2008 record      

 

President Obama's support has hit an all-time low amid ObamaCare's glitch-filled rollout, according to the latest IBD/TIPP Poll. But Democrats are sticking by their man and his signature legislation.

The IBD/TIPP Presidential Leadership Index fell 0.5 point to 43, the lowest of Obama's presidency. His support has been below the neutral 50 level for eight straight months.

Obama did slightly better with Democrats and independents in the latest poll, but saw a sharp drop in his already-low approval among Republicans. That could be a lingering effect of the partial government shutdown.

Americans still oppose ObamaCare 50%-44%, but that's notably closer than the 54%-41% a month earlier. The conservative effort to defund the law via the budget standoff may have shored up support for the health reform.
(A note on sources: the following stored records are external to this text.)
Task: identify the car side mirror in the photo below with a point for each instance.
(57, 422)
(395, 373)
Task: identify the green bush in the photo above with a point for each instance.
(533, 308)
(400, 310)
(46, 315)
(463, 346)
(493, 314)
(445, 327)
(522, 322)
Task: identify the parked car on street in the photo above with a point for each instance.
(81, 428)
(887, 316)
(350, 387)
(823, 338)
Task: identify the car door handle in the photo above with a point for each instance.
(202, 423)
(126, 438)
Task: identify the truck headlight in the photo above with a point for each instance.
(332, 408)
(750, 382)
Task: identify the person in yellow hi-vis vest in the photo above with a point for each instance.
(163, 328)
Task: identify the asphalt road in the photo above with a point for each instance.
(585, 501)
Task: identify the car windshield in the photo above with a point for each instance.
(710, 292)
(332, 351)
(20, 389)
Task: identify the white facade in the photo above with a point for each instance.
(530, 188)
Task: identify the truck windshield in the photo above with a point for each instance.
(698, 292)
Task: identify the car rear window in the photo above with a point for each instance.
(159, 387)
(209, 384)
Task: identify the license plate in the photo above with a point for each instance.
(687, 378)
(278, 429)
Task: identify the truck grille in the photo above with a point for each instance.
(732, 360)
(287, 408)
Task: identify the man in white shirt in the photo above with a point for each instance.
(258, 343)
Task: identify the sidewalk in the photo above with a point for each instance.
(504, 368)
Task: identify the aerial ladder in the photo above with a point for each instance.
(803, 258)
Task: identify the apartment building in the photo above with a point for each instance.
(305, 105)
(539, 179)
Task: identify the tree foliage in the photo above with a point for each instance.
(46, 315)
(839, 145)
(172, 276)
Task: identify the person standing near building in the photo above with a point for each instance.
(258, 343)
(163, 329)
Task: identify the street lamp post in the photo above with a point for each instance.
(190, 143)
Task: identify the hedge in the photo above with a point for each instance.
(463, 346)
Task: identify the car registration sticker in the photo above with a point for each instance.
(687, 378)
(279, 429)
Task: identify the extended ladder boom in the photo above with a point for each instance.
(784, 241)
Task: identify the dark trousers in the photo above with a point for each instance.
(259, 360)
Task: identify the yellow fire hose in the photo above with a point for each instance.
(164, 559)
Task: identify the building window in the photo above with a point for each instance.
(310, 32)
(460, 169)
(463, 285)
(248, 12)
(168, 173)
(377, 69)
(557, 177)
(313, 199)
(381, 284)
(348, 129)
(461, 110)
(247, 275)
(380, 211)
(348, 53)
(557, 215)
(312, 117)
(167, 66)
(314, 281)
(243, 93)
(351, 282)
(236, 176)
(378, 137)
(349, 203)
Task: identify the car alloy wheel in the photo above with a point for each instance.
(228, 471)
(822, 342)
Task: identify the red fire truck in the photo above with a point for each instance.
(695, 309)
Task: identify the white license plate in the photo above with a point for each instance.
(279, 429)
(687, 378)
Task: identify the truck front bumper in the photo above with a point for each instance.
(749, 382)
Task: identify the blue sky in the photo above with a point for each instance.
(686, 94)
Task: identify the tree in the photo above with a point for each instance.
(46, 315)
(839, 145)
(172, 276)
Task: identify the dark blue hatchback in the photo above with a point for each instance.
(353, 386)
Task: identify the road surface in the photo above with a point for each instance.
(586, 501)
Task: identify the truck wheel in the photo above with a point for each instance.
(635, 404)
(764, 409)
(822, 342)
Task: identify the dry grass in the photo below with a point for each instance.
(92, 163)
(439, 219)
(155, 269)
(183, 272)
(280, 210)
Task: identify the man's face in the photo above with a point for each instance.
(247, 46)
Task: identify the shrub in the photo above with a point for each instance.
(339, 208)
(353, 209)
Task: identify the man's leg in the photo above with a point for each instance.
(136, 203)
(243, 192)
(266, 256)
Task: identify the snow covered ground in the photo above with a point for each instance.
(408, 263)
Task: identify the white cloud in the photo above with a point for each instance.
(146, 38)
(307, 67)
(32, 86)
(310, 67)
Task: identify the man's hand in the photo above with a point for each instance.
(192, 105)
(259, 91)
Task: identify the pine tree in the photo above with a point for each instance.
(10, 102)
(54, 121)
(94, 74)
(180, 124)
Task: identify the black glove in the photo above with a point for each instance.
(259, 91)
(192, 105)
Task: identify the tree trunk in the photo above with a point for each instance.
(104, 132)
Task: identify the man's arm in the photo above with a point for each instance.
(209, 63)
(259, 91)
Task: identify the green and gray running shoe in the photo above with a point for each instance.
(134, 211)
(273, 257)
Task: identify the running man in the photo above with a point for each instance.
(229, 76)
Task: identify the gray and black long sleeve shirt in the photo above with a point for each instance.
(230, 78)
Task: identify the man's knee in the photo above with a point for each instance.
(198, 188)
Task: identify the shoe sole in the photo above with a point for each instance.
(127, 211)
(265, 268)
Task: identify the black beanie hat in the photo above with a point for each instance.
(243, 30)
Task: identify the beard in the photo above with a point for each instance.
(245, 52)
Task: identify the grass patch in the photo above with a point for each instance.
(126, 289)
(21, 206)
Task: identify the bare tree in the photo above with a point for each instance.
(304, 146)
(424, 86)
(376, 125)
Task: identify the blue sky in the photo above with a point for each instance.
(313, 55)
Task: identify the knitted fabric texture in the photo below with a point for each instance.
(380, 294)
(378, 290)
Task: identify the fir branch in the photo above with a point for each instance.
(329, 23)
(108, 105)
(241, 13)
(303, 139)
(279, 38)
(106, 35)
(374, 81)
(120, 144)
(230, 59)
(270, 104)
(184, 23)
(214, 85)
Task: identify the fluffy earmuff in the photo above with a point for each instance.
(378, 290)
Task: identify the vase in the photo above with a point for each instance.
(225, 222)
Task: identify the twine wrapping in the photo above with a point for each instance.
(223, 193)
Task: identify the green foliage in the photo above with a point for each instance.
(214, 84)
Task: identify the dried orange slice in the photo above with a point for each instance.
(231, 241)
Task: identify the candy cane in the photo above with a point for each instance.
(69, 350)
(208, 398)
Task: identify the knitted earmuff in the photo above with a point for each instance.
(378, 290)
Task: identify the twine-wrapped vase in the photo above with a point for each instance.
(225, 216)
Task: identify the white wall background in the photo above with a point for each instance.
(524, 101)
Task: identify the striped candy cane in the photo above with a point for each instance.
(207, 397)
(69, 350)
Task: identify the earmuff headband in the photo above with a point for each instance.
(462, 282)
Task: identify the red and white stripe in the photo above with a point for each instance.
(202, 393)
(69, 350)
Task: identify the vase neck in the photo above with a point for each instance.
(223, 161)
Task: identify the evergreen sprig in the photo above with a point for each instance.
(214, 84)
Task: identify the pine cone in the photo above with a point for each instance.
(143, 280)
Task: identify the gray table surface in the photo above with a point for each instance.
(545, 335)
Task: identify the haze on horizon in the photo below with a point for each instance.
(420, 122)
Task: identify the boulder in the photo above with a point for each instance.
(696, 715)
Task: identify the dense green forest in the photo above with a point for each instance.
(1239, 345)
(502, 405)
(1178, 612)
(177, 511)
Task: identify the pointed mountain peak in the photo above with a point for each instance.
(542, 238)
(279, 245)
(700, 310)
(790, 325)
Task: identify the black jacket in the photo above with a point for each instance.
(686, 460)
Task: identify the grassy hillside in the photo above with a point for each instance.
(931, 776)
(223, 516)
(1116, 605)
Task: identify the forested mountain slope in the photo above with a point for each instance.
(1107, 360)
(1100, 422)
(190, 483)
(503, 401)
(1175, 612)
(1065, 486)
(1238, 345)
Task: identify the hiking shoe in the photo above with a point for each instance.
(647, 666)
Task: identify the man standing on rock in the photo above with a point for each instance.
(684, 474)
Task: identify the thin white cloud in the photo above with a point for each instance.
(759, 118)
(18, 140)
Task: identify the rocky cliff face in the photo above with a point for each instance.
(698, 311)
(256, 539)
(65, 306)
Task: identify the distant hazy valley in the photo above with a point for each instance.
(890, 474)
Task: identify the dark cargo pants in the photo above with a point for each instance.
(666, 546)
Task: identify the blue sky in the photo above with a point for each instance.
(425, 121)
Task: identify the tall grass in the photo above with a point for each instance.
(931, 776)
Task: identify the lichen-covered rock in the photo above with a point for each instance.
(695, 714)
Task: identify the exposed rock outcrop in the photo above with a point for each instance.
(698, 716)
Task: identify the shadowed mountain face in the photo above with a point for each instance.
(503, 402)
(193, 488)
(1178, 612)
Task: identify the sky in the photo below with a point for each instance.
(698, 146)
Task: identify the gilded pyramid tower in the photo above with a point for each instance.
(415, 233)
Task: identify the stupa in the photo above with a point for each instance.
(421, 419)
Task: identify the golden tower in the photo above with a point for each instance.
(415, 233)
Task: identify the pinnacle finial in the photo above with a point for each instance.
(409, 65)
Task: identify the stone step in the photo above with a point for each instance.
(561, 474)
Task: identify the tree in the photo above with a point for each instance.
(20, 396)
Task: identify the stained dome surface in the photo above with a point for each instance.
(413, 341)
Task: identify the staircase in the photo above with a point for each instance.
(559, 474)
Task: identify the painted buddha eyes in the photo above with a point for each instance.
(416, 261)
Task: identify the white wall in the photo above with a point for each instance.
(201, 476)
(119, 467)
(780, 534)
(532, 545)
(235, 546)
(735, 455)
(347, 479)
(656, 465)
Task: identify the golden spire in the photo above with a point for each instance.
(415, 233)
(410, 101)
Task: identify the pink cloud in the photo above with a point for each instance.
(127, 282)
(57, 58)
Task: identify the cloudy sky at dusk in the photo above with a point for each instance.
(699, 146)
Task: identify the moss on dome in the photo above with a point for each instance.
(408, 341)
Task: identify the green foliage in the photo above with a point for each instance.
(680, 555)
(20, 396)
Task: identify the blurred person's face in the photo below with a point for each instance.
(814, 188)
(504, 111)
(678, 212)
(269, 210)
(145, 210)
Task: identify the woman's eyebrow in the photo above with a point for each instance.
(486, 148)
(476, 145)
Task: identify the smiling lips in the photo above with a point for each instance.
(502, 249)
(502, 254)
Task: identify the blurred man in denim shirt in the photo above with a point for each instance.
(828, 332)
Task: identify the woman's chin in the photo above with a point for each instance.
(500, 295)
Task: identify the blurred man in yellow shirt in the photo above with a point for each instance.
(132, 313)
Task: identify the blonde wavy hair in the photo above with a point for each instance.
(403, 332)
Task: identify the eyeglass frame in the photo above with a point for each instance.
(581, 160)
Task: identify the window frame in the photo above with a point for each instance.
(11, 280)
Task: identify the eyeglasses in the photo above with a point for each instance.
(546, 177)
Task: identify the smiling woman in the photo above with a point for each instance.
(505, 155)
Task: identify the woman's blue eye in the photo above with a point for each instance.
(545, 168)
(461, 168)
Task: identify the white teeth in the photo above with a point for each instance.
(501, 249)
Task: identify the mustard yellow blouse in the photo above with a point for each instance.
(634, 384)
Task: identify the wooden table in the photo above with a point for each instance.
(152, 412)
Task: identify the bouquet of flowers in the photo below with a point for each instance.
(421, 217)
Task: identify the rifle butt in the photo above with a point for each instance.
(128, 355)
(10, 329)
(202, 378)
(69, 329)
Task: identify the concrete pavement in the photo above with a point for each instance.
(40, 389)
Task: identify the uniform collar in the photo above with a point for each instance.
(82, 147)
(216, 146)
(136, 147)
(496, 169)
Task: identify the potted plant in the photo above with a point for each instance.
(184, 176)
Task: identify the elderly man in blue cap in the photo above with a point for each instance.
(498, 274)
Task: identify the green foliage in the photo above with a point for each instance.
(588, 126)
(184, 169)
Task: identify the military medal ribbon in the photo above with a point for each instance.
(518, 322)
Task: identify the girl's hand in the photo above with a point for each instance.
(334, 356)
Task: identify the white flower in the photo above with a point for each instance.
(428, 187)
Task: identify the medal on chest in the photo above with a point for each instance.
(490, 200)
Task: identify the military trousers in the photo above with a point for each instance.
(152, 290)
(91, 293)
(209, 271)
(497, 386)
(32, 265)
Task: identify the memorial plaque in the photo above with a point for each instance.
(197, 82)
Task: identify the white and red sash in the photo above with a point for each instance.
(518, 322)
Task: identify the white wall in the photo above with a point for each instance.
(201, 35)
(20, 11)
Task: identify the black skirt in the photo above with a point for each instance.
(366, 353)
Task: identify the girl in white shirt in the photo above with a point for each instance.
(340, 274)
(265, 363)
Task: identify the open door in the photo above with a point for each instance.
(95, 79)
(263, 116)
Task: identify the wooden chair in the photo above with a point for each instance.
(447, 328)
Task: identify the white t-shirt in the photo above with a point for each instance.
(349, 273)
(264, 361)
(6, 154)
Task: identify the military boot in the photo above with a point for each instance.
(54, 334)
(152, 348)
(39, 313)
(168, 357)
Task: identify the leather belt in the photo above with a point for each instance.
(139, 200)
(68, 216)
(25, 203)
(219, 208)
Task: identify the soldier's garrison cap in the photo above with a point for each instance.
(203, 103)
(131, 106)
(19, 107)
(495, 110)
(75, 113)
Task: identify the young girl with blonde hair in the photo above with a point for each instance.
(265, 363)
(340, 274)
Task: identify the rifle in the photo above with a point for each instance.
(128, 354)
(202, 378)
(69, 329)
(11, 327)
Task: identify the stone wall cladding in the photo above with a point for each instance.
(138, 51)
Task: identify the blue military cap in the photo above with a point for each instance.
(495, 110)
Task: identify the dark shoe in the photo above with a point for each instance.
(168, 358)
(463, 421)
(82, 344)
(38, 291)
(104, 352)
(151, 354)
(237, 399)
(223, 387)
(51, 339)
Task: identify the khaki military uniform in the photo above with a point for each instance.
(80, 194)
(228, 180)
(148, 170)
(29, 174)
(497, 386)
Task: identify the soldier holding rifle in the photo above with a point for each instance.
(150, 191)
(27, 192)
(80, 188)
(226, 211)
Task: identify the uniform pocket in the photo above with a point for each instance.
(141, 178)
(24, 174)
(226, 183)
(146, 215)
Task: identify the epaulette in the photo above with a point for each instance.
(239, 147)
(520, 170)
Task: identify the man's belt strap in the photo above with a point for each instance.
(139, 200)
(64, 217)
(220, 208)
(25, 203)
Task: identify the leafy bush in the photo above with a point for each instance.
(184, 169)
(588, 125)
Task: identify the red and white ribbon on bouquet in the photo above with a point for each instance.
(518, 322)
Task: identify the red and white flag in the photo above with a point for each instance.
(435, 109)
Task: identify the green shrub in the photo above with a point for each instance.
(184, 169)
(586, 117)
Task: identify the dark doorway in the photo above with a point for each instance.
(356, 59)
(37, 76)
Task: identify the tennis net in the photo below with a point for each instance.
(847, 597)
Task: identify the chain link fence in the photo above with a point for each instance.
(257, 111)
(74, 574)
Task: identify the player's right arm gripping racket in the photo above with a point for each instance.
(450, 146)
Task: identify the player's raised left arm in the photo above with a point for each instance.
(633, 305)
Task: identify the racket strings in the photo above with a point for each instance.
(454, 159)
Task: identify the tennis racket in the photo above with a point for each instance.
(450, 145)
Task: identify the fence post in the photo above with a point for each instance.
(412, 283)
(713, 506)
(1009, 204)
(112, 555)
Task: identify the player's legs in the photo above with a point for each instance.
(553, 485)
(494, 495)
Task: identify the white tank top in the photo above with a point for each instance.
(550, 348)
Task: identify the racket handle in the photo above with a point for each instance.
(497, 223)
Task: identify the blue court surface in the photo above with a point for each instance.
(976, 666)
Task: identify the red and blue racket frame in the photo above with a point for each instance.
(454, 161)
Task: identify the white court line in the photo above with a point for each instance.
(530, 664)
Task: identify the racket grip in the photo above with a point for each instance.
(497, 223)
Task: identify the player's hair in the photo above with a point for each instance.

That could be a temporary boost, especially given the ObamaCare exchange website woes that have made difficult just to get started, let alone actually enroll for insurance at Healthcare.gov. That raises the risk that the exchanges will skew older and sicker, making the system's finances untenable.

By 60%-18%, Americans give bad marks to ObamaCare's implementation so far, with 43% saying it's unacceptable.

A plurality of Democrats — 35%-31% — actually say the rollout has been good or excellent. That may reflect a tribal desire to avoid criticizing a president and policy they support. Even Obama has said he's "angry" and that there's "no sugarcoating" the website problems.

The launch already has made Americans feel worse about ObamaCare, 37%-13%, though 47% say their opinion hasn't changed. Again, despite the widespread problems, more Democrats say the rollout has made them feel better about the law, 27%-12%. The opposite view dominates among Republicans (65%-2%) and independents (40%-10%).

Administration officials — who insisted until the launch that the websites would be working by Oct. 1 — now say the site will finally be working by the end of November. But many neutral observers have serious doubts. Americans agree, 57%-42% — even with Democrats expressing confidence by nearly 3-to-1.

While website technical woes continue, media attention has begun to shift to the millions of people losing coverage due to ObamaCare regulations.

The president for years repeatedly promised, without reservation, that if you like your current health plan you can keep it under ObamaCare. But just 40% say that's proving true vs. 46% who it's false.

That reading may be deceivingly close. Once again, Democrats stand by their man, blunting solid majorities of Republicans and independents. Also, news coverage of the widespread cancellation notices picked up midway through the Oct. 26-30 IBD/TIPP poll of 919 adults.

Obama and other administration officials are trying to pin the blame on insurers, but even experts who back the law say that's not really true.

Americans overwhelmingly believe their own premiums will rise due to the Affordable Care Act, 53%-9%. Even Democrats are more apt to agree than disagree.

Support is growing for delaying ObamaCare's individual mandate. Americans back the idea, 55%-32% vs. 51%-39% a month ago. Democrats now support a delay, 48%-35%, up from 41%-43%.

ObamaCare is a complex web of taxes and subsidies to make healthy and well-off Americans do more to help cover poorer, older and sicker peers. But by 64%-27%, poll respondents say it's not the government's job to redistribute wealth and income. That includes a plurality (42%-27%) of Democrats.

Americans are split 40%-40% on whether the country is evolving into a socialist state. Democrats overwhelmingly disagree, while Republicans and, to a lesser extent, independents, say America is on the road to serfdom.